Air hydrodynamics of the ultrafast laser-triggered spark gap
E. W. Rosenthal, I. Larkin, A. Goffin, T. Produit, M. C. Schroeder,, J.-P. Wolf, and H. M. Milchberg

TL;DR
This paper investigates the air hydrodynamics caused by ultrafast laser pulses in spark gaps, comparing plasma-based and plasma-free methods, revealing the dominant role of laser-induced air density depression in gap breakdown.
Contribution
It provides detailed space and time resolved measurements of air hydrodynamics in laser-triggered spark gaps, introducing novel insights into the mechanisms of gap evolution.
Findings
Laser-induced air density depression dominates gap evolution.
Both plasma-based and plasma-free excitation methods are characterized.

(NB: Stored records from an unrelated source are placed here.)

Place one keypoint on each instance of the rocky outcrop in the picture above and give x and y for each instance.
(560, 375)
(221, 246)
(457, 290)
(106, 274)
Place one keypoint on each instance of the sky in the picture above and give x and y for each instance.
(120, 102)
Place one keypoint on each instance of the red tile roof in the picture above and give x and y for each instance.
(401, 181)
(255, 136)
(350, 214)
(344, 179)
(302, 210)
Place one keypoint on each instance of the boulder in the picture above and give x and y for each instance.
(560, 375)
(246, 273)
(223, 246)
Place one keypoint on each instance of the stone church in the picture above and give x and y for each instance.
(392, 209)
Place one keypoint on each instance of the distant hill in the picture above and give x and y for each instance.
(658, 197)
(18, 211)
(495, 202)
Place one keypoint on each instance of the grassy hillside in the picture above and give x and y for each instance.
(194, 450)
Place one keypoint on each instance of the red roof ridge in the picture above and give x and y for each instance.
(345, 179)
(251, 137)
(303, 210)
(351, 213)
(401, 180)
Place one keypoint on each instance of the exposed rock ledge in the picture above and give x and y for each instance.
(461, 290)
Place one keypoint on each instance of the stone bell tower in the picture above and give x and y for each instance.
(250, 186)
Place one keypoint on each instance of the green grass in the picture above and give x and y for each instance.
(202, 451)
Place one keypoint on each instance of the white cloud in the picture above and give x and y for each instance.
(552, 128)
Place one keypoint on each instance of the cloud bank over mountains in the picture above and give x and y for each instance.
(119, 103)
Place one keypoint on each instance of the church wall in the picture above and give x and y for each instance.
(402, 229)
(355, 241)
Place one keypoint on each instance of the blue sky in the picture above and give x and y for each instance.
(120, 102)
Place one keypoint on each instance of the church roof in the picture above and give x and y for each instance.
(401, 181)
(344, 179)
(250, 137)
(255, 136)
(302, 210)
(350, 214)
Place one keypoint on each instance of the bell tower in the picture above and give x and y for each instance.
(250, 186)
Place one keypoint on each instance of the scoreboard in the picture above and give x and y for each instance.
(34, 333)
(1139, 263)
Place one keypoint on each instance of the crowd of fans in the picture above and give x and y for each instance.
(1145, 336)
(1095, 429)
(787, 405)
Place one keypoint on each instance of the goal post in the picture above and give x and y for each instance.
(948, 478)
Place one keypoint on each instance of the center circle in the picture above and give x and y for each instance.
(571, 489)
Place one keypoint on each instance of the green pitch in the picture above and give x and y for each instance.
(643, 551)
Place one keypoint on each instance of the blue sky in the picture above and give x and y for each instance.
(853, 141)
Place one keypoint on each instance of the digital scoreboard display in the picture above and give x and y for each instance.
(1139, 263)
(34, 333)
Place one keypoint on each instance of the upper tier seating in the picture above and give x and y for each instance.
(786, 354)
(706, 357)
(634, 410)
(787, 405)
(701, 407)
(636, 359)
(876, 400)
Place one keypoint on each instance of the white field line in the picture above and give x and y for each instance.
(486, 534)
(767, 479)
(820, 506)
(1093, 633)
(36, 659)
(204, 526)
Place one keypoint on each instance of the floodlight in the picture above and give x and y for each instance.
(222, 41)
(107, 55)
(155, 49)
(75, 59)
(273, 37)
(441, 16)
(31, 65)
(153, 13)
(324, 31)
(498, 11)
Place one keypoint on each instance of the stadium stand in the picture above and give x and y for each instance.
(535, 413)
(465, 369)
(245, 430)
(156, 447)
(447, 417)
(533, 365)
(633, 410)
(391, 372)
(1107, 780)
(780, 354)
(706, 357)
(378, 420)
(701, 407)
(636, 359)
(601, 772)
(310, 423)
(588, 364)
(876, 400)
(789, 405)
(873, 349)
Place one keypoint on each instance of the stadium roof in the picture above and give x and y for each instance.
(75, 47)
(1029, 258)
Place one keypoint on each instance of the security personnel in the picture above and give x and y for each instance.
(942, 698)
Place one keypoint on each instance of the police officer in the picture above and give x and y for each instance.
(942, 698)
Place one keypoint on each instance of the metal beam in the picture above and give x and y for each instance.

Cumulative effects of laser pulses influence breakdown processes.
Abstract
We present space and time resolved measurements of the air hydrodynamics induced by ultrafast laser pulse excitation of the air gap between two electrodes at high potential difference. We explore both plasma-based and plasma-free gap excitation. The former uses the plasma left in the wake of femtosecond filamentation, while the latter exploits air heating by multiple-pulse resonant excitation of quantum molecular wavepackets. We find that the cumulative electrode-driven air density depression channel initiated by the laser plays the dominant role in the gap evolution leading to breakdown.